File Format and Naming
Format
The service can subscribe to a number of different ingestion topics. For each topic, a folder
on the bucket is created to contain all the files related to the same topic. Each created file
is composed by messages coming from a single partition of that topic.
Within the file messages are saved one by line adopting the following JSON format:
{
"type": "object",
"properties": {
"timestamp": {
"type": "string",
"format": "datetime",
"description": "timestamp when the message was received on the cluster"
},
"partition": {
"type" : "number",
"description": "partition identifier containing this message"
},
"offset": {
"type" : "number",
"description": "offset of the message"
},
"key": {
"type" : "string",
"description": "message key encoded as JSON string"
},
"payload": {
"type" : "string",
"description": "message payload encoded as JSON string"
}
}
}
Naming
Each file is named after the data it contains based on the following convention:
<iso-timestamp-first-message-in-batch>_<topic-name>_<partition-number>_<offset-first-record-in-batch>_<epoch-timestamp-message-was-consumed>.txt
For example, this is a generated filename:
2022-11-14T13:26:37.728Z_fd-historical-data.DEV.fast-pizza.orders.ingestion_0_312_1668432398047.txt
Event Format
Once the service terminates processing a set of messages coming from a single partition, it emits a new message on a Kafka topic to notify downstream components of such action. The produced event employs the structure reported below:
Message Key
A message key has the following json schema:
{
"type": "object",
"properties": {
"topic": {
"type": "string",
"description": "topic name from which messages where consumed"
},
"partition": {
"type": "number",
"description": "partition identifier from which messages where consumed"
}
}
}
Message Payload
A message payload has the following json schema:
{
"type": "object",
"properties": {
"filePath": {
"type": "string",
"description": "full filepath to retrieve saved file from bucket"
},
"batchTimeStart": {
"type": "string",
"format": "datetime",
"description": "timestamp of the first message contained in the batch"
},
"batchTimeEnd": {
"type": "string",
"format": "datetime",
"description": "timestamp of the last message contained in the batch"
},
"batchOffsetStart": {
"type": "number",
"description": "offset of the first message contained in the batch"
},
"batchOffsetEnd": {
"type": "number",
"description": "offset of the last message contained in the batch"
},
"batchSize": {
"type": "number",
"description": "number of messages contained in the stored file"
}
}
}
Scaling And Fine Tuning
Memory
The service will allocate, on startup the equivalent of
bss.max-cache-size * <number of topics> * <number of partitions> + ~100MB
This amount depends on the number of replicas of the service you'll deploy and the partitioning strategies adopted by consumers and brokers.

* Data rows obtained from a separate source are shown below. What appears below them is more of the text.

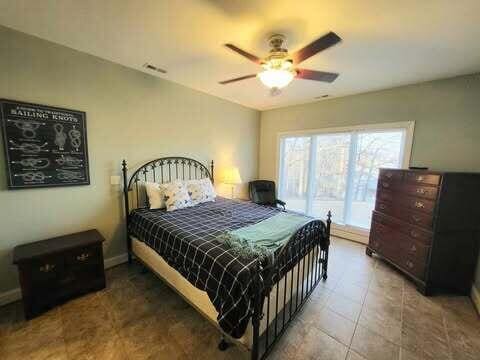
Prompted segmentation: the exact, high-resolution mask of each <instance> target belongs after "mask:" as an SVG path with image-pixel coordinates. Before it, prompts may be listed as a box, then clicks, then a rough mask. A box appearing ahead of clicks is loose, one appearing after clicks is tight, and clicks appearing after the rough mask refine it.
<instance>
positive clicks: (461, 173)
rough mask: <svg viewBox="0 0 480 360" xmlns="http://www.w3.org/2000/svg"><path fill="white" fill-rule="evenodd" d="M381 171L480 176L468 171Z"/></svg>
mask: <svg viewBox="0 0 480 360" xmlns="http://www.w3.org/2000/svg"><path fill="white" fill-rule="evenodd" d="M379 170H383V171H402V172H412V173H419V174H436V175H470V176H480V172H467V171H443V170H430V169H398V168H380V169H379Z"/></svg>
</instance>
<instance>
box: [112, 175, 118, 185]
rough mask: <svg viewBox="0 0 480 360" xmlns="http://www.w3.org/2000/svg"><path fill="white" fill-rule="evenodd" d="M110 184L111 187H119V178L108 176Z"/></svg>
mask: <svg viewBox="0 0 480 360" xmlns="http://www.w3.org/2000/svg"><path fill="white" fill-rule="evenodd" d="M110 184H111V185H120V176H118V175H112V176H110Z"/></svg>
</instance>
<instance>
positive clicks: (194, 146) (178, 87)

Roughly on 3 topics with 9 partitions each we'd recommend:
- request: 400
- limit: 600
with 1 topic and 1 partition the service averages a consumption of ~130MB
We recommend file sizes larger than 5MB. The larger the file size is the larger backpressure applies on the Kafka consumer due to upload time. This consideration highly depends on the network latency and the bucket itself.
On the other side, upon download the larger the file size the best streaming capabilities can be achieved by the reader.
Service Routes
The service provides status/healthcheck routes for when deployed in a cluster environment:
/-/health/live
: liveness endpoint/-/health/ready
: readiness endpoint/-/health/started
: startup endpoint
Moreover Prometheous
metrics are available at:
/-/metrics
: metrics endpoint returning them inPrometheus
format.